Los ejemplos abundan. En 2023, un estudio publicado en Psychiatry Research reveló que ChatGPT inventa el 30% de las citas bibliográficas en psiquiatría, insertando autores y títulos de artículos inexistentes. Ese mismo año, es el caso citado al principio de este artículo, un abogado neoyorquino fue sancionado por haber presentado ante un tribunal un escrito lleno de precedentes judiciales generados por ChatGPT: falsificaciones tan convincentes que ni siquiera el juez las reconoció inicialmente como tales.

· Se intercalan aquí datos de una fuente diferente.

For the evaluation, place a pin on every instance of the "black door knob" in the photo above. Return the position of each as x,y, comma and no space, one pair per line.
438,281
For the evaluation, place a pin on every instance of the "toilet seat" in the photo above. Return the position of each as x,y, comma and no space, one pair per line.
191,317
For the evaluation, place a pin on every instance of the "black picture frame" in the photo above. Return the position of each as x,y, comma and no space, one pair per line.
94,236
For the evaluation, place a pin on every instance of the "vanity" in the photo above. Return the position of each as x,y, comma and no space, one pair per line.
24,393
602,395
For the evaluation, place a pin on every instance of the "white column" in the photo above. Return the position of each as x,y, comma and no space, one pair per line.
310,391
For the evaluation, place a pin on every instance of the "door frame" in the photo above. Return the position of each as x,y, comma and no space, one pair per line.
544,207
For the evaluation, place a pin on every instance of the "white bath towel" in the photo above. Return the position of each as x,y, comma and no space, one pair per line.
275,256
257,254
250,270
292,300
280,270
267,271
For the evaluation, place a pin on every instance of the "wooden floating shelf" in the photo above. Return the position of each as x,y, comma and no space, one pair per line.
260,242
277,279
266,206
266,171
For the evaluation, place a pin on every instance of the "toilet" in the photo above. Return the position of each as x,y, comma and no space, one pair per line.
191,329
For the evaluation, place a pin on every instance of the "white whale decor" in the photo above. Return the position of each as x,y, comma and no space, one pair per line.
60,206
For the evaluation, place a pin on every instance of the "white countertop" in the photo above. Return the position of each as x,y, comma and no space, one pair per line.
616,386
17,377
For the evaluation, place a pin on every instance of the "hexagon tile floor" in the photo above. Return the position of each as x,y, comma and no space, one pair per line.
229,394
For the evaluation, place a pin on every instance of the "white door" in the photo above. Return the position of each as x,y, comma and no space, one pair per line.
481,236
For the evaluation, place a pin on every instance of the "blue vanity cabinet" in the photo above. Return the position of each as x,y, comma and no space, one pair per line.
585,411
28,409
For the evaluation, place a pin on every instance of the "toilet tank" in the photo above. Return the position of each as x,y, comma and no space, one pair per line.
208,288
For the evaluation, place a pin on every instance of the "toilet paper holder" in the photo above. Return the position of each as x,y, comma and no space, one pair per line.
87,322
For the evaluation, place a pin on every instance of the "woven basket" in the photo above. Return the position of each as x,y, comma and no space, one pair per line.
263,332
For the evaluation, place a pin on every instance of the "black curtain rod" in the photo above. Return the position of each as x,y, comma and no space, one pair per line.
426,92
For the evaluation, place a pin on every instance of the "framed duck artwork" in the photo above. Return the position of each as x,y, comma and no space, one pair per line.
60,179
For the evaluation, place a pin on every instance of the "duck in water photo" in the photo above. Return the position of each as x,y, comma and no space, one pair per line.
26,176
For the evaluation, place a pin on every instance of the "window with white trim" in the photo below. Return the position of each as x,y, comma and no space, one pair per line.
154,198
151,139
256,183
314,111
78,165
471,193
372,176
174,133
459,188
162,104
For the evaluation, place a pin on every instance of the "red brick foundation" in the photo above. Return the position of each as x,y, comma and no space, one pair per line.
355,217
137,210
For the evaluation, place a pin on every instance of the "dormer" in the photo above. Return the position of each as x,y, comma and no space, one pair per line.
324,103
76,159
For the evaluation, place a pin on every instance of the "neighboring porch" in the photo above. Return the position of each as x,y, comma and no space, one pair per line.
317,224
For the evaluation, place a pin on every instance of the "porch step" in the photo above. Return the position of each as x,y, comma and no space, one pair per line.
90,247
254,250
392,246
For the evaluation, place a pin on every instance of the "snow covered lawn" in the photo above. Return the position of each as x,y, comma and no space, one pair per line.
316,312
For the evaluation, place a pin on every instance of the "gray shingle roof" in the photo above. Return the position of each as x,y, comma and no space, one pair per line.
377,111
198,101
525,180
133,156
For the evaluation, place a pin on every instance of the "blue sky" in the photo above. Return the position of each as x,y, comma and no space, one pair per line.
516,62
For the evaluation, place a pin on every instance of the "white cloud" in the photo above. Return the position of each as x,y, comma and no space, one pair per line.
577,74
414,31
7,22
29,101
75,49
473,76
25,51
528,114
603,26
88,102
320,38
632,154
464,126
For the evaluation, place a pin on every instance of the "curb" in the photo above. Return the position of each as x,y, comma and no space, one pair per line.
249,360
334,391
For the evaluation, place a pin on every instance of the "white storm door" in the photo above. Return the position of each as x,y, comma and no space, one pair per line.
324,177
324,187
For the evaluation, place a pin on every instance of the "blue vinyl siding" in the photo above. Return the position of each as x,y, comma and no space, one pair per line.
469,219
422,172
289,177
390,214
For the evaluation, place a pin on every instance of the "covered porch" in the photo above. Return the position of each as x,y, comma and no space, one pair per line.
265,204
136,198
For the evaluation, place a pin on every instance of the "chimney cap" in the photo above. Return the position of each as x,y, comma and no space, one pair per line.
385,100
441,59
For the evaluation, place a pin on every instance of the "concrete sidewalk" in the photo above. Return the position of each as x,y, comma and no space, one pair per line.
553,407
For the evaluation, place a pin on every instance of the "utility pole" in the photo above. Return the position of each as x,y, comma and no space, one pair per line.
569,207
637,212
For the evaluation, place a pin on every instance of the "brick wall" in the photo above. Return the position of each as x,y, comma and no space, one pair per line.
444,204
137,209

Detrás de estos episodios hay una dinámica técnica precisa. Los modelos lingüísticos no tienen acceso al mundo real: operan en un universo de palabras y estadísticas. Si en los datos de entrenamiento aparecen frases como «Einstein dijo…» o «el Tribunal Supremo dictaminó…» , el modelo aprende a utilizar esos nombres en contextos plausibles, sin comprobar su autenticidad. Es un problema de base: para la IA, «París es la capital de Francia» y «París es una manzana en Marte» son meras secuencias de palabras, evaluadas según su frecuencia en los textos, no según su veracidad.
La responsabilidad en el lenguaje es necesaria para una IA responsable
En un momento en que la atención prestada a la IA es máxima por parte de la prensa, los responsables políticos y los políticos, es crucial evitar generar malentendidos utilizando términos (¿deliberadamente?) engañosos.
El uso de una terminología más precisa es esencial no sólo para una correcta comprensión científica del fenómeno, sino también para el desarrollo de estrategias que mitiguen las imprecisiones producidas por los modelos de inteligencia artificial. Definir un error de inferencia como una alucinación no es sólo una forma fácil de transmitir un concepto. Corre el riesgo de ser un sistema que cambia insidiosamente la naturaleza misma del concepto en su esencia, acercándolo a lo que se pretende transmitir.
Es difícil convencer al público de que es necesario enseñar ética a una calculadora grande y compleja. Es mucho más fácil hacerlo si conviertes esa calculadora en una mente tan sensible que incluso alucina.
¿No queremos hablar del error de inferencia porque es demasiado complejo? La confabulación, con toda su ambigüedad, es una metáfora poderosa: nos recuerda que la IA no está enferma ni es maliciosa, sino un sistema que busca la coherencia estadística a toda costa, porque es la única verdad en un sistema que -estructuralmente- es incapaz de entender el concepto de verdad.
l riesgo más insidioso es acostumbrarse a las patrañas. Si normalizamos la idea de que la IA puede «cometer errores creativos», corremos el riesgo de erosionar la confianza en el propio conocimiento. El reto para los expertos no es sólo técnico -mejorar los algoritmos-, sino cultural: redefinir la forma en que hablamos de estos errores, eligiendo palabras que respeten tanto la ciencia como la dignidad humana. Porque, al fin y al cabo, las metáforas que utilizamos determinan nuestra forma de entender -y gobernar- la tecnología.